4. Employment Practices Liability
If you have employees, then it’s also a good idea to consider an Employment Practices Liability policy. This policy can pay legal expenses and other fees for your business if there are ever allegations of unfair hiring or terminations, discrimination, harassment, incorrectly paid wages, and things like that. It not only protects the business if they are the ones accused of the treatment (first-party liability) but also if the harassment was from people your business work with, for example, vendors or delivery drivers (third party liability).
Insurance experts are predicting a rise in Employment Practices claims for a multitude of reasons...from risks associated with temperature checks to remote working time and wage issues, to whistleblowing and retaliation.

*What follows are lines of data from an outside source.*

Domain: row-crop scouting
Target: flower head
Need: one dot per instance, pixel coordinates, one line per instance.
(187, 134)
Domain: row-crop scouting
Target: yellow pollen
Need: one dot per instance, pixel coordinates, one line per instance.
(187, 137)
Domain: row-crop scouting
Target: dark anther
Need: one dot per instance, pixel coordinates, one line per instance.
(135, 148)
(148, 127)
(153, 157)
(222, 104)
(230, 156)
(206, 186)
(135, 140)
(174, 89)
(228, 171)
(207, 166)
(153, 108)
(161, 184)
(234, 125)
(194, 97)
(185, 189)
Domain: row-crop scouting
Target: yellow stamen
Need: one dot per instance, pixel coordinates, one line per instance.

A quick note - Employment Practices Liability is becoming increasingly difficult to secure for businesses who have not purchased it in the past, and at least in the immediate future, pricing will continue to increase. This is one you really can't afford to wait on.

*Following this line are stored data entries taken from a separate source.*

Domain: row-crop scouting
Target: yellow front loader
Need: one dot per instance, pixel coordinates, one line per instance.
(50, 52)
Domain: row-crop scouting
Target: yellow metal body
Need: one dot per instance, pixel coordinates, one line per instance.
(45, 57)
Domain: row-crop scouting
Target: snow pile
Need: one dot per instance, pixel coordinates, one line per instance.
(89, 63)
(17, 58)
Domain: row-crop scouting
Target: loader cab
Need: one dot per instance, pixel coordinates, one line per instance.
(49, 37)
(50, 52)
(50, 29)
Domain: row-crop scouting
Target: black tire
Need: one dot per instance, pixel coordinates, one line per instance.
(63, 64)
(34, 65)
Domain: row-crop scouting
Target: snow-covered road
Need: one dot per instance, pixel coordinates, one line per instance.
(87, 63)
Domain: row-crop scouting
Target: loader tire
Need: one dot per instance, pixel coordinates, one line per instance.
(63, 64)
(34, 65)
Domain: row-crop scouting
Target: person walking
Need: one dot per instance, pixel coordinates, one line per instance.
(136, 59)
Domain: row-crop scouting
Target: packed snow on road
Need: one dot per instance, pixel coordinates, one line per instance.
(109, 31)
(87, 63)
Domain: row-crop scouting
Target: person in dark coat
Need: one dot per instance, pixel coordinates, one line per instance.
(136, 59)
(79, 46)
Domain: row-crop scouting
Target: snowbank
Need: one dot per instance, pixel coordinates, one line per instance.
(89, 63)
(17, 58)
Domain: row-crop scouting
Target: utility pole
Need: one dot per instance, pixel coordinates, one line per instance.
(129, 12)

5. Employee Benefits Liability
If your business has employees and offers benefits such as health insurance, pension, vacation, tuition assistance, unemployment, etc. this coverage is a must! It provides protection for any administrative errors or incorrect explanations of benefits by the business.
Benefits administration is a tedious process and mistakes do happen. For example, if a new employee was inadvertently left off the health insurance and 6 months later had a serious injury only to realize their health insurance was not in effect, Employee Benefits Liability would respond. Otherwise, your employee would most likely sue the business directly to get the medical bills covered, at the least making it an uncomfortable work environment for all involved.
6. Foreign Liability
Depending on the type of work you’re doing and the frequency of international travel you need to do, you may need to consider foreign liability coverage. It provides coverage for bodily injury and property damage occurring overseas, including claims and suits brought in foreign jurisdictions.
A typical General Liability limits coverage to charges filed in a defined territory, which is usually the United States, Canada, and Puerto Rico. Most will not cover legal expenses and lawsuits brought in other foreign courts.
Foreign policies are not a one-size-fits-all solution. Because there are so many different potential issues to consider, Risk Management Magazine states:
"Organizations with overseas risks should consider consulting with an experienced insurance broker and/or coverage counsel to advise them and negotiate optimal policy language suitable for their risk environment".
These six insurance coverages are a good start at comprehensive insurance protection for your business. Keep in mind that depending on your exact operations, there could be special insurance you may need to take a look at.
Things like Trash Keepers coverage for apartments offering valet trash service and Non-owned Spacecraft coverage for universities sending projects into space on private spaceships are even available—who would've thought?
The best advice?
Seek out an independent insurance agent that can help you consider and identify the potential risks of your unique business and explore your insurance options. Find an agent that is knowledgeable in your industry and one who stays on top of the ever-changing climate.
They are not only well-versed in the types of risks businesses face, but they also know the types of insurance products available to protect your business, and they represent multiple insurance companies, so they have a wide range of products to choose from.